Work for SuccessA promotional image for Work for Success.Alphonso David, New York's deputy secretary for civil rights, says Work for Success has placed more than 3,700 formerly incarcerated workers in jobs in the food service, green technology, construction, and health services industries.
The program arranges for organizations like The Fortune Society to conduct an assessment of an inmate's work experience and skills when they first enter prison and follows up by giving them vocational training and information about how best to present themselves to prospective employers.
After the new employees are placed, Work for Success follows up with the companies that hired them to make sure things are going smoothly. David tells Business Insider he does not know how many people the program has attempted to place.
"We want to dispel the stigma that currently exists which is: if you commit a crime and are incarcerated, you are not only unfit to live in society but you can never be fully rehabilitated," David says. "If we do truly believe in rehabilitation, then we have to commit to it."
Perhaps the best remedy for fighting this stigma is education.
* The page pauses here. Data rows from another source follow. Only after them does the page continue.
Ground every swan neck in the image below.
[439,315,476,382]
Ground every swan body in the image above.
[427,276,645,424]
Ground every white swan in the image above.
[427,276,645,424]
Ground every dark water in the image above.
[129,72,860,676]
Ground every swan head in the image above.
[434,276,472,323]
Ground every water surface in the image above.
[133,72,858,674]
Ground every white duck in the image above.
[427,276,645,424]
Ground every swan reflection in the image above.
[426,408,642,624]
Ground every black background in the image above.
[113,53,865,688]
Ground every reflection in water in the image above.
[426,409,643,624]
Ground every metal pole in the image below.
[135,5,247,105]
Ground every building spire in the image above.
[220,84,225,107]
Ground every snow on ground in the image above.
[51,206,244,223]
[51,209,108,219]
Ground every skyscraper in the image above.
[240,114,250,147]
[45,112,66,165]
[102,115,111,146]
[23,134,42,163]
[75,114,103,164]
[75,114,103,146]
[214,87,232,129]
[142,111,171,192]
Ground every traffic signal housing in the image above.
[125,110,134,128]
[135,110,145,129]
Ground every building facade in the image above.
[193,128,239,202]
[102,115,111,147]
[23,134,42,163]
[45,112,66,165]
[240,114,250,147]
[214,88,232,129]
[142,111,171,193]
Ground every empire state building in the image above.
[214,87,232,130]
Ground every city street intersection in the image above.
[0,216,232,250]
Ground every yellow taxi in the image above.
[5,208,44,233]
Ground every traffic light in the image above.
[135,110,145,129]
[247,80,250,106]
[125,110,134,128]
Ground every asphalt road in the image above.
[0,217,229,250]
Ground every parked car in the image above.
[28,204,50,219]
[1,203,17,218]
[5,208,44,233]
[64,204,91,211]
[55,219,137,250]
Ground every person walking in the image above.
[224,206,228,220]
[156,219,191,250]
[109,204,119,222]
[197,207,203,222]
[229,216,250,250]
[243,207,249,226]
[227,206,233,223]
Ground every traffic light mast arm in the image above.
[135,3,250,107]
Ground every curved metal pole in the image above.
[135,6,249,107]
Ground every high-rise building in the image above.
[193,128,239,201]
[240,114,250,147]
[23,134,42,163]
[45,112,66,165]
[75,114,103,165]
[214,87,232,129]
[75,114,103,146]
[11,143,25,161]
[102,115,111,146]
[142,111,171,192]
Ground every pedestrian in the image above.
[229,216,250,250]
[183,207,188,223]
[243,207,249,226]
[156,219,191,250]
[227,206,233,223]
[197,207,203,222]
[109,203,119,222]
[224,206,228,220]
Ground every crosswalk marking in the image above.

Take Byron Coles, a former inmate affiliated with the Fortune Society who was released in July after being imprisoned for two years for attempted burglary. Prior to his most recent period of incarceration, he had earned a masters degree in public administration and public affairs from Metropolitan College of New York, and had worked for over a decade in the nonprofit sector.
While he reports discrimination based on his criminal record similar to what Cobbs described, Coles was ultimately able to find a job as a case manager after three months of searching.
The impact of an advanced education is something the Cuomo administration is also acutely aware of. In February, the governor unveiled a plan to use public funds to pay for college courses inside New York prisons, about 20 years after such programs were defunded by federal and New York state laws.Though studies suggest that prison education programs actually save the government money - because they help prevent the government from having to pay to lock people up a second time after they are released - Cuomo's plan faced strong opposition from Republican legislators, who circulated petitions with titles like "Hell No to Attica University."
Cuomo was ultimately forced to drop the plan, but David says the state is looking at other ways to put more college education programs in prison.
"School really told me that I was worth something, I was valued and that I was smart," says Fortune Society senior vice president Stanley Richards, who feels the college degree he earned while imprisoned for robbery laid the groundwork for his success after being released in 1991.
As for Richard Cobbs, who has a G.E.D. and took advantage of cooking classes while he was in prison, he has an interview next week for a job preparing food at FreshDirect - and he's confident that this time, things will fall into place.
"The only things I can do at this point are to pray, prepare myself for the interview, and put my best foot forward," Cobbs says. "I'm not going back to prison again. I don't care how bad things get or how frustrating things seem."